Figure 5. C. albicans She3 contributes to development of hyphae in solid media.

(A) Colonies from wild type (“WT,” CAF2-1) and she3Δ/she3Δ (SE4) strains were grown on Spider agar slabs under a glass cover slip at 30°C. Images show typical colony edges at the indicated time periods. Similar results were observed on YEPD/10% serum slabs (data not shown). (B) Colonies from wild type and she3Δ/she3Δ strains grown for five days under a cover slip placed atop a Spider agar plate.

Figure 6. C. albicans lacking She3 shows reduced capacity to damage oral epithelial cells.

Damage to human primary endothelial cells (A) or FaDu oral epithelial cells (B) induced by wild-type C. albicans (“WT,” QMY23), a she3Δ/SHE3 heterozygote (SE67), a she3Δ/she3Δhomozygous deletion (SE63), or a she3Δ/she3Δ strain complemented with SHE3 added to the RPS1 locus (SE64). Results for endothelial and epithelial represent the mean +/− standard deviation of, respectively, two or three independent experiments.

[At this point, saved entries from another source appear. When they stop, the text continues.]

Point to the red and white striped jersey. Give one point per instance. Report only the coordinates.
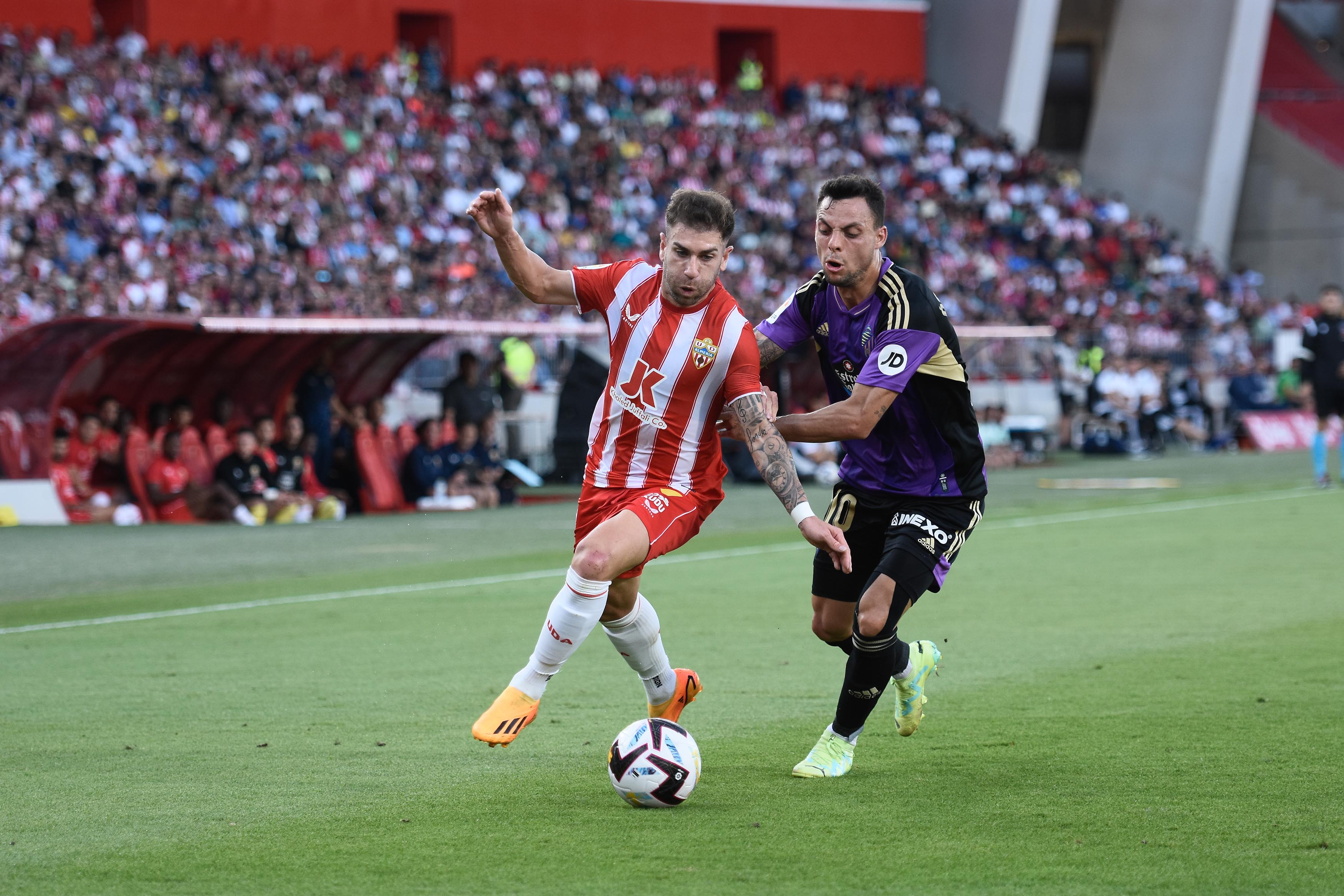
(672, 371)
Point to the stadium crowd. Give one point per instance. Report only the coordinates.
(156, 181)
(213, 182)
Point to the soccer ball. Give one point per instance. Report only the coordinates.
(654, 764)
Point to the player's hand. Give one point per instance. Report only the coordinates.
(492, 213)
(830, 539)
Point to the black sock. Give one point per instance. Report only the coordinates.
(844, 644)
(902, 659)
(866, 677)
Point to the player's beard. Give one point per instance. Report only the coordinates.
(852, 278)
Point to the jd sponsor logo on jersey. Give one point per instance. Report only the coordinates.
(703, 353)
(636, 394)
(922, 524)
(892, 359)
(847, 373)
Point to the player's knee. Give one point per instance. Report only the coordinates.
(593, 563)
(830, 631)
(873, 621)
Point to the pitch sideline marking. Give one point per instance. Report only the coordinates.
(1080, 516)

Figure 7. C. albicans strains lacking She3-associated transcripts are defective in filamentous growth.

Wild-type C. albicans (“WT,” QMY23) or strains lacking the indicated transcripts were grown for ten days on solid Spider medium at 30°C (A), on Spider agar slabs under a glass cover slip at 30°C for 48 hours (B), or in liquid YEPD with 20% serum at 37°C (C). Images are representative of two isolates of each genotype.